History of the Board

  • Charter Amendment. On May 15, 1923, the people of the City and County of Denver adopted an amendment in the City Charter authorizing the City Council to pass a Zoning Ordinance, “for the purpose of promoting health, safety, morals or the general welfare of the community.”

  • Zoning Commission. A Zoning Commission was appointed to survey the City and make recommendations on the various original zone districts and appropriate regulations to be enforced therein.

  • Zoning Ordinance. On February 11, 1925, the first Denver Zoning Ordinance and Zone District map was passed by the City Council. The Zoning Commission was dissolved and the Board of Adjustment was created.

  • Board of Adjustment. The Board of Adjustment was and is empowered by the Ordinance and the Charter to hear and decide appeals where it is alleged there is error in the enforcement of the Ordinance, to hear and decide special exceptions, and to authorize variances. In addition, until 1955, the staff of the Board approved all zoning permits, while enforcement of the zoning code was performed by the Building Department. 

  • “New” Zoning Ordinance. In 1955, an entirely new Zoning Ordinance and Zone District Map was passed by City Council, which created the Zoning Administration. This ordinance was subsequently overturned by the Courts, due to technicalities. On November 8, 1956, City Council, again, passed the “New” Zoning Ordinance, following procedure, which is the foundation of our present Zoning Ordinances.
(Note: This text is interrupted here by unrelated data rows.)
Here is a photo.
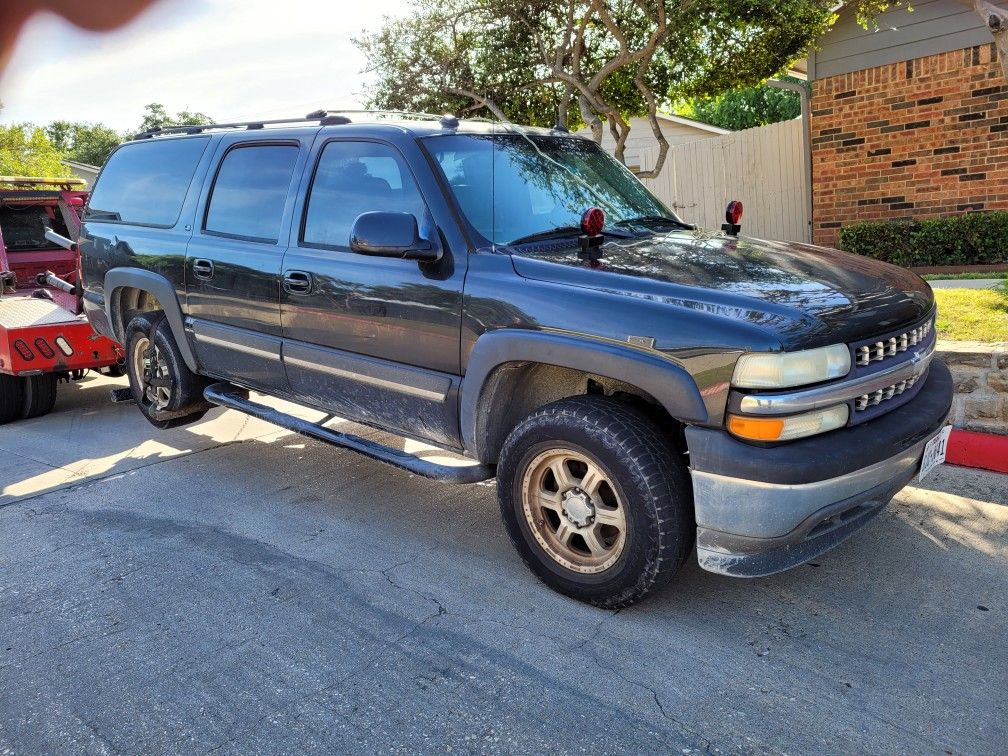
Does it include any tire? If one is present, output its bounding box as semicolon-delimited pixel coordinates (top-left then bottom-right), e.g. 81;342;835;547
125;310;211;429
497;396;696;609
0;374;24;424
21;373;59;419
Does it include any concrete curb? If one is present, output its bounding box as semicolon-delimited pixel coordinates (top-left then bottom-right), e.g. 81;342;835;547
946;428;1008;473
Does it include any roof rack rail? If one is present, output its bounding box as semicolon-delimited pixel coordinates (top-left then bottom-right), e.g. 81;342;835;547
0;175;88;187
132;110;475;139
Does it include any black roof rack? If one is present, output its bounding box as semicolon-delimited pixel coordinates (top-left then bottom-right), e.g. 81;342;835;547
133;110;467;139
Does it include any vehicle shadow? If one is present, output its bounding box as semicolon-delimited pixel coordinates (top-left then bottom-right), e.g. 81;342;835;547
0;384;1008;752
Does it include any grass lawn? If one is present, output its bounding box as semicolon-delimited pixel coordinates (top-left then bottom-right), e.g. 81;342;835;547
934;285;1008;342
920;270;1008;281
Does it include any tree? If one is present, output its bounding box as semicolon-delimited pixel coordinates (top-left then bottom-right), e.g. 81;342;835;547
0;123;71;176
356;0;836;176
675;77;805;131
45;121;123;165
137;103;214;132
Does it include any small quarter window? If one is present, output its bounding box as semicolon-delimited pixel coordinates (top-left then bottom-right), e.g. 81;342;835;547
301;141;426;248
85;137;210;227
204;144;299;243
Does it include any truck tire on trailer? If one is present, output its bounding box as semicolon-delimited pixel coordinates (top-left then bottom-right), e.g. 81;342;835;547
0;374;24;423
21;373;59;419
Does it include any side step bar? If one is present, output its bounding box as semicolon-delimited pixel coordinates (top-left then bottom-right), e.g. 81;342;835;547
203;381;497;483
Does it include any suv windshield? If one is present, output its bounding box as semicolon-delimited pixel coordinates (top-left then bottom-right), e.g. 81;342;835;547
424;133;684;244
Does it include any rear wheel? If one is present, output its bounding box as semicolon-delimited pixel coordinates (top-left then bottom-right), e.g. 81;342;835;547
497;396;696;609
126;311;210;428
0;374;24;423
21;373;59;418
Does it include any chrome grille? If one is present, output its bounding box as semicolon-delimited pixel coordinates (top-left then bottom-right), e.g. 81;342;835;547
855;321;933;366
854;375;920;412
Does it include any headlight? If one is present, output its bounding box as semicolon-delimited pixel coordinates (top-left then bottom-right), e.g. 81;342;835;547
732;344;851;388
728;404;850;442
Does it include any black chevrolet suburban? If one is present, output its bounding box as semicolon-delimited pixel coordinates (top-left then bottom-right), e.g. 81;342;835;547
80;111;952;607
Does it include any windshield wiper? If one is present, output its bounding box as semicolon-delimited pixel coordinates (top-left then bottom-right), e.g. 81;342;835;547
613;216;694;230
508;226;634;244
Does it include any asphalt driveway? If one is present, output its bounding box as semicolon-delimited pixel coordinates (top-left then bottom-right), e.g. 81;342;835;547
0;379;1008;754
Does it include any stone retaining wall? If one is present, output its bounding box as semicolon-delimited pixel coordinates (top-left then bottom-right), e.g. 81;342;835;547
935;342;1008;435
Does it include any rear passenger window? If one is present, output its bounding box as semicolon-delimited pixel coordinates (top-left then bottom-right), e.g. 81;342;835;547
85;137;210;227
301;141;426;247
204;144;299;242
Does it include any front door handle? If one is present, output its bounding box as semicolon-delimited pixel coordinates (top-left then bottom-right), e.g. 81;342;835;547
193;258;214;280
283;270;311;294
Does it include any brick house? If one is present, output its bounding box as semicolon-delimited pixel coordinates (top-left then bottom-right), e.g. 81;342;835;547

This ordinance narrowed and specified the powers of the Board of Adjustment as an appeal Board, rather than an agency involved in the day-to-day administration of the Zoning Code, and was Chapter 59 of the Revised Municipal Code.

  • 2010 Denver Zoning Code,  On June 25, 2010, after 5 years of work by a Task Force and City staff, the Denver Zoning Code was adopted by City Council.

  • Zoning Administration. The Department of Zoning Administration is charged with the administration and enforcement of the Zoning Ordinance and official Zone Map. All actions of the Zoning Administration are subject to review by the Board of Adjustment for Zoning Appeals. In turn, the actions of the Board of Adjustment are subject to review by the District Court. 

  • Community Planning and Development. Currently, the city manages land use and development through various permit processes utilizing several divisions within the Community Planning and Development Agency. Under this strategy, existing zoning code violations are reported to, and investigated by, the Neighborhood Inspection Services Division. Inspectors conduct investigations of reported violations and may issue Orders to Cease and Desist illegal activities. All proposed changes in use and construction at a property should begin the permitting process at Development Services.  All proposed projects are reviewed for compliance with the zoning code and if violations exist a Denial of the Permit is issued. Both the Order to Cease and Desist, and the Denial of a Permit are eligible for appeal through the Board of Adjustment. Please see the web pages for those departments for further information.